That's gonna change. Your 20 probably won't.



rokicki said:


> I'm sort of curious; can't we just get a design and a standard jacket
> on one of the websites, and let people order their own? I understand
> a bulk order can be cheaper, but how much are they individually?



Good idea, though apparently at least at CustomInk you need to order at least six, and then they cost $82 (instead of $52 when buying 20).


----------



## Katazui (Dec 17, 2013)

Any news on the approval ?


----------



## Rubiksfreak (Dec 17, 2013)

No messages in my inbox yet:/


----------



## Rich (Dec 18, 2013)

I am interested!


----------



## Rubiksfreak (Dec 19, 2013)

So I talked with Anthony the other day. Obviously theres alot of work involved with this. After all, there were over 95 individual orders he dealt with. With that being said, Anthony will be organizing the second order. I know people are very anxious to get their new jacket, but after all Anthony is a VERY busy man, therefore there will be no rush for the second order. When Anthony is ready to organize a second order on these jackets, he will. Please do not private message him about these jackets, he will make a new thread on the matter when he is ready.

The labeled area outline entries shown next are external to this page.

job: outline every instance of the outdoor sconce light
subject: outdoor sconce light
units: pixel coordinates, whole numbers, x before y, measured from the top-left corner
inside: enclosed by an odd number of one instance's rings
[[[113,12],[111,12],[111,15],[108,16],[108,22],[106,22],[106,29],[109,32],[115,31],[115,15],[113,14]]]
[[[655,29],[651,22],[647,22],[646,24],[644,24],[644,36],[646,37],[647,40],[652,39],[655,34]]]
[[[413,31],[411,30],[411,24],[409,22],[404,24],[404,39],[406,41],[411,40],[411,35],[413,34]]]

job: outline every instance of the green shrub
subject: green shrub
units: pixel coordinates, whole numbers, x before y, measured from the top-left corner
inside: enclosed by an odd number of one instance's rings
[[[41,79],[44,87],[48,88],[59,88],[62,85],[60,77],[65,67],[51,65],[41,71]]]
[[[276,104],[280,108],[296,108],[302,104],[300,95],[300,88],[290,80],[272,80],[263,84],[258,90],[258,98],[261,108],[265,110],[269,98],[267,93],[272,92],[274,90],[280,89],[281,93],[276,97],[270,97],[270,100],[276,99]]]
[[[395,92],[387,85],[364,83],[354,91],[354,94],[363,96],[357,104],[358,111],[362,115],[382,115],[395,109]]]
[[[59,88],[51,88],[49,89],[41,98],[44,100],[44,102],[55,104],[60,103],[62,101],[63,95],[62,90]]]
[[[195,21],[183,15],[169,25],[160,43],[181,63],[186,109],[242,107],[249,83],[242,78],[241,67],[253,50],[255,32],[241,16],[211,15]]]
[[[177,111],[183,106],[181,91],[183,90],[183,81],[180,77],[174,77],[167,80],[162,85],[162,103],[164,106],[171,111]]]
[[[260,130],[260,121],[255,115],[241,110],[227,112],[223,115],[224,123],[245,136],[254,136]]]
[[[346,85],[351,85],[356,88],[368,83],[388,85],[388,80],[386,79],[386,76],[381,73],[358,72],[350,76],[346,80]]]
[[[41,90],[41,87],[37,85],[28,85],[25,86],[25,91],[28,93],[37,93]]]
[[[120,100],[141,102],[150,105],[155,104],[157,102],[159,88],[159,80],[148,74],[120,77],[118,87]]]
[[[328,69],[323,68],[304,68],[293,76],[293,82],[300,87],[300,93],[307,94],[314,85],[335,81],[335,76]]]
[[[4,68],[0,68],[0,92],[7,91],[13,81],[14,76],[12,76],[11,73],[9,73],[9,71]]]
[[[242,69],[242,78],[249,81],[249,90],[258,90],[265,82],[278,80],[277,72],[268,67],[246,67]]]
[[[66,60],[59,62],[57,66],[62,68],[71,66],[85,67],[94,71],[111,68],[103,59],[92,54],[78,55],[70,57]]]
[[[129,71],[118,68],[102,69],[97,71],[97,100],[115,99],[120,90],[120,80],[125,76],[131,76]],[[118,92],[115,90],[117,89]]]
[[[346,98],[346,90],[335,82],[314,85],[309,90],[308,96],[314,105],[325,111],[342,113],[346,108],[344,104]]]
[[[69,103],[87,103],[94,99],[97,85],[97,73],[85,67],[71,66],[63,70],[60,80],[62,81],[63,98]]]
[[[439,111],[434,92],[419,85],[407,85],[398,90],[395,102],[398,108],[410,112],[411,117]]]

For anyone still interested, Anthony has given me permission to make jackets similar to the original. Theyll have the US flag, identical to Anthonys. Although I wont be doing last names, so the US flag will be about 4 or 5 times the size. In the front, the logo will be just a standard rubiks cube with the " Team USA" saying above it. Again, if I dont get more than 6 people this will not be happening. Prices stay the same.


----------



## Katazui (Dec 30, 2013)

I think people would buy an second order if they had last names.


----------



## ScottTheCuber (Dec 30, 2013)

My birthday is feburary. Am interested depending on price


I must second the guy above me.


----------



## Katazui (Jan 2, 2014)

Could you try getting last names on the jacket?


----------



## Katazui (Jan 16, 2014)

Rubiksfreak said:


> So I talked with Anthony the other day. Obviously theres alot of work involved with this. After all, there were over 95 individual orders he dealt with. With that being said, Anthony will be organizing the second order. I know people are very anxious to get their new jacket, but after all Anthony is a VERY busy man, therefore there will be no rush for the second order. When Anthony is ready to organize a second order on these jackets, he will. Please do not private message him about these jackets, he will make a new thread on the matter when he is ready.
> 
> For anyone still interested, Anthony has given me permission to make jackets similar to the original. Theyll have the US flag, identical to Anthonys. Although I wont be doing last names, so the US flag will be about 4 or 5 times the size. In the front, the logo will be just a standard rubiks cube with the " Team USA" saying above it. Again, if I dont get more than 6 people this will not be happening. Prices stay the same.



Could you please try getting last names?


----------



## Rubiksfreak (Jan 17, 2014)

Sorry there's not enough interest, these jackets will not be made.


----------



## Deleted member 19792 (Mar 11, 2014)

I'm interested!


----------



## Coolster01 (Mar 12, 2014)

So am I


----------



## kcl (Mar 12, 2014)

Myself as well.


----------



## Deleted member 19792 (Mar 12, 2014)

Lets generate enough interest to motivate Anthony to create a second order?


----------



## Coolster01 (Mar 12, 2014)

Yeah, my parents were nabbing at me at Toledo for not getting them.  I really want one


----------



## Tyler newey (May 14, 2014)

i would like one how much ?


----------



## JKNK (May 15, 2014)

i think everyone is interested


----------



## BrianJ (May 15, 2014)

I am!


----------



## Fawn (May 15, 2014)

Wow, this thread made one hell of a comeback! Cool! I've been wanting a jacket, myself.


----------



## rokicki (May 15, 2014)

I am.


----------



## Kit Clement (May 15, 2014)

Given that Anthony has a pretty busy schedule with the LSC currently, I don't think you'll see another order until Fall at the earliest, and that's a very optimistic outlook.


----------



## Rubiks560 (May 15, 2014)

I'll be really surprised if Anthony does ANOTHER order.


----------



## Rubiksfreak (May 15, 2014)

Yes, everyone go back and read the posts. This thread is basically dead now, Anthony will be making a second order when he's ready. Otherwise you can try to replicate the logo and make it yourself.


----------



## Anthony (May 15, 2014)

I'll consider doing another batch in July in anticipation of Nats.


----------



## Fawn (May 15, 2014)

IT HATH BEEN DECLARED... Sorta


----------



## Tyler newey (May 15, 2014)

I switched the logo on the front to the real thing

make them NOW I was to late for both orders


----------



## TinaIsAwesome (May 15, 2014)

Tyler newey said:


> make them NOW I was to late for both orders


No offense dude but Anthony's a bit busy right now and yelling at him is going to make it happen any faster.


----------



## kcl (May 15, 2014)

Tyler newey said:


> make them NOW I was to late for both orders



Well somebody can't read. "I will consider another order in July."

Was something not clear about that?


----------